Appart from MPI starting the perl both methods are identical.

BTW - the perl is the server the openMPI is the client.



 From: Ralph Castain <r...@open-mpi.org>
To: Randolph Pullen <randolph_pul...@yahoo.com.au>; Open MPI Users 
<us...@open-mpi.org> 
Sent: Friday, 20 January 2012 1:57 PM
Subject: Re: [OMPI users] Fw:  system() call corrupts MPI processes
 

That is bizarre. Afraid you have me stumped here - I can't think why an action 
in the perl script would trigger an action in OMPI. If your OMPI proc doesn't 
in any way read the info in "log" (using your example), does it still have a 
problem? In other words, if the perl script still executes a system command, 
but the OMPI proc doesn't interact with it in any way, does the problem persist?
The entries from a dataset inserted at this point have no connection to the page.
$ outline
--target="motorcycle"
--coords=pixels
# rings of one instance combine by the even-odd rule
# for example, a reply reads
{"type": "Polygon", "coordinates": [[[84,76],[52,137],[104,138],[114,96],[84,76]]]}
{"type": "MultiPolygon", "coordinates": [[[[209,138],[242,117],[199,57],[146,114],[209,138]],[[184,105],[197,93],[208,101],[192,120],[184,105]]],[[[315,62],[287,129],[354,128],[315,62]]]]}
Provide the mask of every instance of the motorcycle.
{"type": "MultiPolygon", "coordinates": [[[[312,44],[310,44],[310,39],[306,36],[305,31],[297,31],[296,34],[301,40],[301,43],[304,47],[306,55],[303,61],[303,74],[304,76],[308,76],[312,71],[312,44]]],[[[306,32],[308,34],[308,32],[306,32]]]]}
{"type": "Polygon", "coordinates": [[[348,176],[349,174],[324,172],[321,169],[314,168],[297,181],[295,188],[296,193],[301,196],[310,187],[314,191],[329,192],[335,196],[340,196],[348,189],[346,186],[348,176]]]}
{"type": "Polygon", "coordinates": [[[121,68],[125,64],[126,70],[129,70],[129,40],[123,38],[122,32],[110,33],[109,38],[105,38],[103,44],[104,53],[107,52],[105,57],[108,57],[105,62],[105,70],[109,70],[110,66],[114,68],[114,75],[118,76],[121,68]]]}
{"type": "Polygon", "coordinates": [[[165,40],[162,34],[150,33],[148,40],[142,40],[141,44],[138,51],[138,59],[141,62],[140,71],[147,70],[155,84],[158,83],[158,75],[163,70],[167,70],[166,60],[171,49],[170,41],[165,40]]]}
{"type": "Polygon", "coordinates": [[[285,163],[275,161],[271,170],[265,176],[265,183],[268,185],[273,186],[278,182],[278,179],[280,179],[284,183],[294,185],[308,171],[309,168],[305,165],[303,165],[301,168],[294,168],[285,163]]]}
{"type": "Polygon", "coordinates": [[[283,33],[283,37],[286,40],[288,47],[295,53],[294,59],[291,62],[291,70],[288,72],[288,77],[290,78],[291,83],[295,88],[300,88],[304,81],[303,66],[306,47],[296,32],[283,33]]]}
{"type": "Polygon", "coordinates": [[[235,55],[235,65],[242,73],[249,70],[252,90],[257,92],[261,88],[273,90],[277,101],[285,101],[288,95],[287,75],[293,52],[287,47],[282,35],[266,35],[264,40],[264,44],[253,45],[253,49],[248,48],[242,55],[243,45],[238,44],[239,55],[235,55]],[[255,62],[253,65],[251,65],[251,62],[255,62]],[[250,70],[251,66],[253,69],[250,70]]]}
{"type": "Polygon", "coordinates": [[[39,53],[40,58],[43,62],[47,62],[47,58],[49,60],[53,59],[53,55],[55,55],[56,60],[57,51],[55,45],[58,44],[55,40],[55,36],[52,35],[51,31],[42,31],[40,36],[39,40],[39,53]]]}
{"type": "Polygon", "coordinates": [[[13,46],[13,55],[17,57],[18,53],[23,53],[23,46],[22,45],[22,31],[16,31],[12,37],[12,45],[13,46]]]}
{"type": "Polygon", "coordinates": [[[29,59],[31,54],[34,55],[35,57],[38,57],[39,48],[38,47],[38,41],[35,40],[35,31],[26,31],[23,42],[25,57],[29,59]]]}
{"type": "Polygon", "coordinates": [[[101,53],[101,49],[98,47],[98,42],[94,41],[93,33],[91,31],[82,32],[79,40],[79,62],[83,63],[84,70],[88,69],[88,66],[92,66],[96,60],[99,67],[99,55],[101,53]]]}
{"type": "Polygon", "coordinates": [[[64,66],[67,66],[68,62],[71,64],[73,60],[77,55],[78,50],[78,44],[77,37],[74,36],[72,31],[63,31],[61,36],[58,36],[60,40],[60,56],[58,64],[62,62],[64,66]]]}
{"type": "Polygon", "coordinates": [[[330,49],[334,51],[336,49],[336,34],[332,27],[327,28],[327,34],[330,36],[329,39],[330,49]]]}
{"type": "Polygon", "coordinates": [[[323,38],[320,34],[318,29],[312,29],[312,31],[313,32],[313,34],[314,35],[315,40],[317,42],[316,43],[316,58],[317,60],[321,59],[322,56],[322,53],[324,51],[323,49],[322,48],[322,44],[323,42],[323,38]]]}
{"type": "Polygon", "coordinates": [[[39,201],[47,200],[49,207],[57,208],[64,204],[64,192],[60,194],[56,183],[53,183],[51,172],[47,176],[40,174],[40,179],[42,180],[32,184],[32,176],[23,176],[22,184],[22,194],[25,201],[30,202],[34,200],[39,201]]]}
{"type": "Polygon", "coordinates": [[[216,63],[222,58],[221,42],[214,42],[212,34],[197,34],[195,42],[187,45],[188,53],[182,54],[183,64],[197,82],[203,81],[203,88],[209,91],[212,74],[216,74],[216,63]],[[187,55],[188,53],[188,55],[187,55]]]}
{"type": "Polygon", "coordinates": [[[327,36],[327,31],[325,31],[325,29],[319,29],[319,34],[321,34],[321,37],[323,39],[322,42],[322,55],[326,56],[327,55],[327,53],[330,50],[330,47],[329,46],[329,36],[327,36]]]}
What I'm searching for is the connection. If your OMPI proc reads the results 
of that system command, then it's possible that something in your app is 
corrupting memory during the read operation - e.g., you are reading in more 
info than you have allocated memory.




On Jan 19, 2012, at 7:33 PM, Randolph Pullen wrote:

FYI
>- Forwarded Message -
>From: Randolph Pullen <randolph_pul...@yahoo.com.au>
>To: Jeff Squyres <jsquy...@cisco.com> 
>Sent: Friday, 20 January 2012 12:45 PM
>Subject: Re: [OMPI users] system() call corrupts MPI processes
> 
>
>I'm using TCP on 1.4.1 (its actually IPoIB)
>OpenIB is compiled in.
>Note that these nodes are containers running in OpenVZ where IB is not 
>available.  there may be some SDP running in system level routines on the VH 
>but this is unlikely.
>OpenIB is not available to the VMs.  they happily get TCP services from the VH
>In any case, the problem still occurs if I use: --mca btl tcp,self
>
>
>I have traced the perl code and observed that OpenMPI gets confused whenever 
>the perl program executes a system command itself
>eg:
>`command 2>&1 1> log`;
>
>
>This probably narrows it down (I hope)
>
>
> From: Jeff Squyres <jsquy...@cisco.com>
>To: Randolph Pullen <randolph_pul...@yahoo.com.au>; Open MPI Users 
><us...@open-mpi.org> 
>Sent: Friday, 20 January 2012 1:52 AM
>Subject: Re: [OMPI users] system() call corrupts MPI processes
> 
>Which network transport are you using, and what version of Open MPI are you 
>using?  Do you have OpenFabrics support compiled into your Open MPI 
>installation?
>
>If you're just using TCP and/or shared memory, I can't think of a reason 
>immediately as to why this wouldn't work, but there may be a subtle 
>interaction in there
 somewhere that causes badness (e.g., memory corruption).
>
>
>On Jan 19, 2012, at 1:57 AM, Randolph Pullen wrote:
>
>> 
>> I have a section in my code running in rank 0 that must start a perl program 
>> that it then connects to via a tcp socket.
>> The initialisation section is shown here:
>> 
>>     sprintf(buf, "%s/session_server.pl -p %d &", PATH,port);
>>     int i = system(buf);
>>     printf("system returned %d\n", i);
>> 
>> 
>> Some time after I run this code, while waiting for the data from the perl 
>> program, the error below occurs:
>> 
>> qplan connection
>> DCsession_fetch: waiting for Mcode data...
>> [dc1:05387] [[40050,1],0] ORTE_ERROR_LOG: A message is attempting to be sent 
>> to a process whose contact information is unknown in file rml_oob_send.c at 
>> line 105
>> [dc1:05387] [[40050,1],0] could not get route to
 [[INVALID],INVALID]
>> [dc1:05387] [[40050,1],0] ORTE_ERROR_LOG: A message is attempting to be sent 
>> to a process whose contact information is unknown in file 
>> base/plm_base_proxy.c at line 86
>> 
>> 
>> It seems that the linux system() call is breaking OpenMPI internal 
>> connections.  Removing the system() call 

Re: [OMPI users] Fw: system() call corrupts MPI processes

2012-01-19 Thread Randolph Pullen
Removing the redirection to the log makes no difference.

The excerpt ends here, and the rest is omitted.